Reducing the number of water-main breaks will require widespread replacement of the failing lines, a project that will likely take the better part of a decade and cost tens of millions of dollars. We do not currently have the funds necessary to accomplish this. However, as a first step, council recently dedicated a share of the city’s ARPA funds allotment to retaining an engineering firm to formulate a plan for this project. (Read more about council’s prioritization of ARPA funds for infrastructure projects here.)
Where can the city obtain the funds for water-line replacement?
City officials are monitoring the possibility that federal funds might become available for this project as a result of the various infrastructure bills under consideration in D.C. Barring the availability of special funds of this nature, however, the only legally allowed source of funds for a West Virginia public water utility is the rates paid by customers. In other words, if federal infrastructure money is not made available for this project, widespread replacement of water lines would eventually require a rate increase. (Read more here about how utilities are funded in West Virginia.)
How can I receive advance notification of water outages?
We can’t predict when a pipe will spring a leak, but we can almost always get the word out that we are investigating a leak at least an hour before we actually turn the water off. Exceptions exist, such as if a truck shears off a hydrant and someone’s basement is being flooded. But in most cases, we plan to provide at least an hour’s warning and usually a few hours.
The purpose of this warning is to allow residents to fill bathtubs, finish showers, and make other preparations for a period of low or no water pressure until repairs are complete.
To receive these warnings via text message, customers must sign up for City of Elkins Nixle alerts.
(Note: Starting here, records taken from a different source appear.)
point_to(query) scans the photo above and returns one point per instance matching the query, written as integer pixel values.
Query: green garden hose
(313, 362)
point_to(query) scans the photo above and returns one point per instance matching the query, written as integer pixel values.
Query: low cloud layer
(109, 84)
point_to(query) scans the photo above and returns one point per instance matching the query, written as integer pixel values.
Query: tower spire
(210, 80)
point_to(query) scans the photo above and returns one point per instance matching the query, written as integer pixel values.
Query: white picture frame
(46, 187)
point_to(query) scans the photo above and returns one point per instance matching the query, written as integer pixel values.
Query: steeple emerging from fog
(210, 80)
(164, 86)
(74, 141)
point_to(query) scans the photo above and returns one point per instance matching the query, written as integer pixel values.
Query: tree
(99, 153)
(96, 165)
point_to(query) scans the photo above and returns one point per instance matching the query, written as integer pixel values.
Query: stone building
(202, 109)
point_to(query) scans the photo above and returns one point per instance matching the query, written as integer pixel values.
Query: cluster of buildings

The city’s Nixle alerts, which always begin with the word “Elkins,” are sent by city personnel over the Randolph County OEM Nixle system. Customers who already receive countywide Nixle alerts will still need to sign up separately to receive City of Elkins alerts.
The signup page to receive City of Elkins Nixle alerts is here: www.cityofelkinswv.com/emergency-text-notifications.
Customers needing assistance signing up for this service should email the Office of External Affairs: email@example.com.
How should I prepare if I receive notification of an imminent outage?
This will vary according to household needs. In general, you may wish to fill water bottles and other containers (pots/pans, for example) with water you can use later. You may also want to fill your bathtub and keep a pitcher nearby to help with flushing your toilet. It may be a good idea to get showers and baths out of the way–but keep in mind that water could be interrupted without further notice.
What if a fire started during one of these widespread outages?
These outages result not from the water-main break but from turning off the water at a valve. If there were a fire and hydrants were needed in an affected area, we would simply reenergize the valve and restore service. Although this would cause the broken pipe to start leaking again, this would obviously be acceptable because of the need to protect life and property from fire.
Why doesn’t the city announce when water repairs are projected to be complete?
Put simply, we just don’t know. For example, especially due to the extremely brittle cast-iron pipes prevalent in South Elkins, sometimes turning the water on after one leak triggers another, which can as much as double repair times. It is just not practical to try to accurately predict repair times.